LangGraph vs AutoGen: TL;DR
| LangGraph | AutoGen | |
|---|---|---|
| Control model | Explicit graph / state machine | Conversation-driven agents |
| State management | Built-in, typed | Manual via agent memory |
| Human-in-the-loop | Native support | Requires custom setup |
| Streaming | First-class | Limited |
| Learning curve | Steep | Moderate |
| Best for | Complex, stateful pipelines | Rapid multi-agent prototyping |
| Maintained by | LangChain Inc. | Microsoft |
| License | MIT | MIT |
Choose LangGraph if: you need deterministic control flow, checkpointing, or human-in-the-loop in production workflows.

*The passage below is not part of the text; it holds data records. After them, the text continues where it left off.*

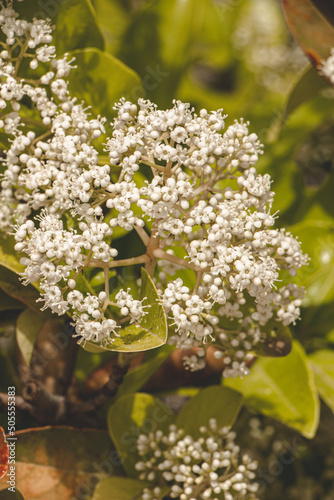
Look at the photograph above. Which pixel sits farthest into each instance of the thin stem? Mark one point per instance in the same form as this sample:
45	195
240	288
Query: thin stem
198	281
141	259
160	254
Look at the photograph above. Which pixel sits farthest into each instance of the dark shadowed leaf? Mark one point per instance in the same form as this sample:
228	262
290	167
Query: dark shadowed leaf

Choose AutoGen if: you want agents collaborating via natural conversation with minimal boilerplate.
What We're Comparing
Multi-agent frameworks let you orchestrate multiple LLM-powered agents working toward a shared goal. LangGraph and AutoGen are the two most battle-tested options in 2026 — but they solve the problem in fundamentally different ways. Picking the wrong one costs you weeks of painful refactoring.
LangGraph Overview
LangGraph models your agent workflow as a directed graph. Each node is a function (or an LLM call), edges define transitions, and a typed state object flows through the whole pipeline. You control exactly what happens when.
from langgraph.graph import StateGraph, END
from typing import TypedDict
class AgentState(TypedDict):
messages: list
next_step: str
def researcher(state: AgentState) -> AgentState:
# LLM call here
return {**state, "next_step": "writer"}
def writer(state: AgentState) -> AgentState:
# LLM call here
return {**state, "next_step": END}
graph = StateGraph(AgentState)
graph.add_node("researcher", researcher)
graph.add_node("writer", writer)
graph.add_edge("researcher", "writer")
graph.set_entry_point("researcher")
app = graph.compile()
Pros:
- Typed state makes debugging straightforward — you always know what's in the pipeline
- Built-in checkpointing lets you pause, inspect, and resume long-running workflows
- Human-in-the-loop is a first-class feature: add a
interrupt_beforeto any node - Streaming tokens out of every node works without extra plumbing
Cons:
- Verbose — simple tasks need 40+ lines where AutoGen needs 10
- The graph mental model is a shift if you're used to sequential scripting
- Tightly coupled to the LangChain ecosystem (LangSmith for observability, etc.)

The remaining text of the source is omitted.